December 1, 2019
DSW has gained two invaluable colleagues. Ceyenne Doroshow and J. Leigh Brantly will be joining the organization as Community Engagement Consultant and Research and Project Manager, respectively.
Ceyenne Doroshow is an author, activist, organizer, performer, and public figure in the trans and sex worker rights movements. She is the Founder and Executive Director of Gays and Lesbians Living in a Transgender Society (GLITS), an organization that works to provide holistic care to LGBTQ sex workers.
Ceyenne is an internationally renowned public speaker and has been featured in numerous international media outlets, TV shows, and documentaries such as The Red Umbrella Diaries, Miss Major, Showtime’s Oz, and Netflix specials on sex worker rights. She has presented at The Desiree Alliance, Creating Change, Harm Reduction Coalition, International AIDS Conference, and many other events.
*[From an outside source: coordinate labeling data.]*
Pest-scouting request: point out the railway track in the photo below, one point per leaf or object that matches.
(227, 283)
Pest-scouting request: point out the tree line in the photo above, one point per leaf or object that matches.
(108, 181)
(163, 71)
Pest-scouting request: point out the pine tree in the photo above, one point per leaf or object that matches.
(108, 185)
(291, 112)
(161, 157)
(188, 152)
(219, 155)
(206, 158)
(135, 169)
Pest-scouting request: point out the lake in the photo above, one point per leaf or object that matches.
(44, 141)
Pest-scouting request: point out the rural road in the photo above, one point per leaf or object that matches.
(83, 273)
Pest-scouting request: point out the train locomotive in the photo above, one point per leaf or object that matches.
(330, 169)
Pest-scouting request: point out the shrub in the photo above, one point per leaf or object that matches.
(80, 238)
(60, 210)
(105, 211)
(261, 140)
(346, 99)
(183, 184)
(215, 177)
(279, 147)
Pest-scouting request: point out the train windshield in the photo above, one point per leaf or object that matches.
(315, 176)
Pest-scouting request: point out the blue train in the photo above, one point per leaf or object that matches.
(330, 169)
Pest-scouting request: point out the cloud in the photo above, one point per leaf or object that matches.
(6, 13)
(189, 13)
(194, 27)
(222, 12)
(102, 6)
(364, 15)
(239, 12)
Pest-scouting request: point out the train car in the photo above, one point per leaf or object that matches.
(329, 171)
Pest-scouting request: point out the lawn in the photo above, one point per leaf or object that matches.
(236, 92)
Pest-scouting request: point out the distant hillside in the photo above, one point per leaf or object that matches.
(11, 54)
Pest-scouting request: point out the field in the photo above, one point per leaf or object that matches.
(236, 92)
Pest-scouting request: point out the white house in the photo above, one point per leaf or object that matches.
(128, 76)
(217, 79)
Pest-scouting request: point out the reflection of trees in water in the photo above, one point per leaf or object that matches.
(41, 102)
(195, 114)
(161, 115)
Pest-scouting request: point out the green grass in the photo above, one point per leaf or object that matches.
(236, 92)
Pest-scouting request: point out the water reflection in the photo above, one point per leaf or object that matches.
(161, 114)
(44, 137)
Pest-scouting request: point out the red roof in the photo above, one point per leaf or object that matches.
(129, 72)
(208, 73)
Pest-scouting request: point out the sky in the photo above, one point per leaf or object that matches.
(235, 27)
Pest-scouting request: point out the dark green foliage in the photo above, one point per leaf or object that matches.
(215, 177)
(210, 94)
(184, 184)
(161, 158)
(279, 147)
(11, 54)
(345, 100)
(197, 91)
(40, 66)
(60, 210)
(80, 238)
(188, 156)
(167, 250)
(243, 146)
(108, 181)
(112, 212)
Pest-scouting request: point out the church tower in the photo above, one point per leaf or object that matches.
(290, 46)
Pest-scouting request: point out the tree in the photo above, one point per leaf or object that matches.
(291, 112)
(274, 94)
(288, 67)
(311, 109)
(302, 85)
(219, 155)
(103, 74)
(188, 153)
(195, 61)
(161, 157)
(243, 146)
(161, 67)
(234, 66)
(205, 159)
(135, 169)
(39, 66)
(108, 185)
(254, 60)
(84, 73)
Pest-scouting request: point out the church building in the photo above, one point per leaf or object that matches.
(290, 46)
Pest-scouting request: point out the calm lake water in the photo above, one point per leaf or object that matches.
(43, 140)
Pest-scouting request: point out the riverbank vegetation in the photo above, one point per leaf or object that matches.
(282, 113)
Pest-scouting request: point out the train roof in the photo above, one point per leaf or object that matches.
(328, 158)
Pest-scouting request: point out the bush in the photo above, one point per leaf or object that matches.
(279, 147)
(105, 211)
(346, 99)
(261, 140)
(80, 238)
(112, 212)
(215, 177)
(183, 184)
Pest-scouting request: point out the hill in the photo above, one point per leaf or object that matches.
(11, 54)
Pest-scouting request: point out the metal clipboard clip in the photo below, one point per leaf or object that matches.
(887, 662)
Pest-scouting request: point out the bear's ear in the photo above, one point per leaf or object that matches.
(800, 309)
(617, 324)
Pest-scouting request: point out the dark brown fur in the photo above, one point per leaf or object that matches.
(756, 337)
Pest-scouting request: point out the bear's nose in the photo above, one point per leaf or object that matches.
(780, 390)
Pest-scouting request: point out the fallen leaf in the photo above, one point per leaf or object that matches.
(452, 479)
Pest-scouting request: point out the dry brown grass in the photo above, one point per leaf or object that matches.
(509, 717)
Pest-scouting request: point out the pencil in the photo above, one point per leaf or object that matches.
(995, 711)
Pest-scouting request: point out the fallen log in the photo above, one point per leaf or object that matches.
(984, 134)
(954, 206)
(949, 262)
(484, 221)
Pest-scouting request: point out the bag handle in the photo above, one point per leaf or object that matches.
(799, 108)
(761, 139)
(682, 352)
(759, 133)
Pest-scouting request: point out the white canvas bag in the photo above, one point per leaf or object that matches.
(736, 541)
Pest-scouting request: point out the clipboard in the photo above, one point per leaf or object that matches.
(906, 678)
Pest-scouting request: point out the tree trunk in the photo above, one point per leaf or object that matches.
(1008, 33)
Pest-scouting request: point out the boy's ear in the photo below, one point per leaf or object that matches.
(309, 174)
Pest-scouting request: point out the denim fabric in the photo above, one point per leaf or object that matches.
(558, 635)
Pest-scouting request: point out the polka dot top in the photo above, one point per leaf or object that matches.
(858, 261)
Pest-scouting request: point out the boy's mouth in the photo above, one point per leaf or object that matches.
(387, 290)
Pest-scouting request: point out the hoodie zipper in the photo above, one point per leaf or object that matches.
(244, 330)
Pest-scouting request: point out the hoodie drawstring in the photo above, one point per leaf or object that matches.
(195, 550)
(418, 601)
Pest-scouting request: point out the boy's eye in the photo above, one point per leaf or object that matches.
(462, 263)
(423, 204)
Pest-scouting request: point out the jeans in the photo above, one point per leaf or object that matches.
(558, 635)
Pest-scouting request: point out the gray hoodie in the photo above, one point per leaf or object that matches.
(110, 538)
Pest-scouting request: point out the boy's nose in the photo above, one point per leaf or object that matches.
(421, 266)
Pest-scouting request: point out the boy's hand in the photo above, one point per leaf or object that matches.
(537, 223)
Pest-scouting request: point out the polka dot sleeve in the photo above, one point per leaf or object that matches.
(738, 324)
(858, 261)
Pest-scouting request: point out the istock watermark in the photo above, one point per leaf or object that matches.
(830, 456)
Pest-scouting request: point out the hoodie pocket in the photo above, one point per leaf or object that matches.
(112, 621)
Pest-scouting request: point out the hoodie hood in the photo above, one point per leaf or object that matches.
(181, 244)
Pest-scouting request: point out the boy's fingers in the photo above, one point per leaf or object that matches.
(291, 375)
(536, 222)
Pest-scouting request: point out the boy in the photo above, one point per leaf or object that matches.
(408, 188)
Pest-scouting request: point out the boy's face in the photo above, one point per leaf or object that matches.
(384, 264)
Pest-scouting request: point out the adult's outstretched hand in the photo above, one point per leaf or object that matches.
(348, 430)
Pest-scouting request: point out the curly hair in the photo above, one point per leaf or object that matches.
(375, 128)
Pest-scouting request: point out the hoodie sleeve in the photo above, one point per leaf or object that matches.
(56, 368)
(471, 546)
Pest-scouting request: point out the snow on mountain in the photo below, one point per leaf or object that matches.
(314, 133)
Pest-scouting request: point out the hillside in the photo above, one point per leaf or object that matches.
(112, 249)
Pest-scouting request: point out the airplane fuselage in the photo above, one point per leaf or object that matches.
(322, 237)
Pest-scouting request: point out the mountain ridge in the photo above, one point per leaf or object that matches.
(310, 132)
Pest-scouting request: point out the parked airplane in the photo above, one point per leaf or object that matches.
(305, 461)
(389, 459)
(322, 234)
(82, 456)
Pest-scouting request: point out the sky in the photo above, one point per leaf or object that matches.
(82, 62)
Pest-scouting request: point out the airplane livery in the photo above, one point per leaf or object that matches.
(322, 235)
Her passion, warmth, respect, and tireless generosity have positioned Ceyenne as a thought leader in the sex worker rights movement, sharing her work and personal experiences as a Black trans woman and former sex worker. She currently serves on the boards of Sex Workers Outreach Project-USA, Caribbean Equality Project, SOAR Institute, and the New York Transgender Advocacy Group (NYTAG).
At the intersection of policy, creativity, and research is where you will find multiracial genderqueer J. Leigh Brantly, who currently serves on advisory boards for GLITS and SOAR Institute and is the co-president of the New York State Gender Diversity Coalition. J. Leigh received the 2019 Marsha P. Johnson Community Leader Award from NYTAG and worked on an amicus brief with DSW’s Melissa Broudo to challenge the bad federal law known as FOSTA/SESTA.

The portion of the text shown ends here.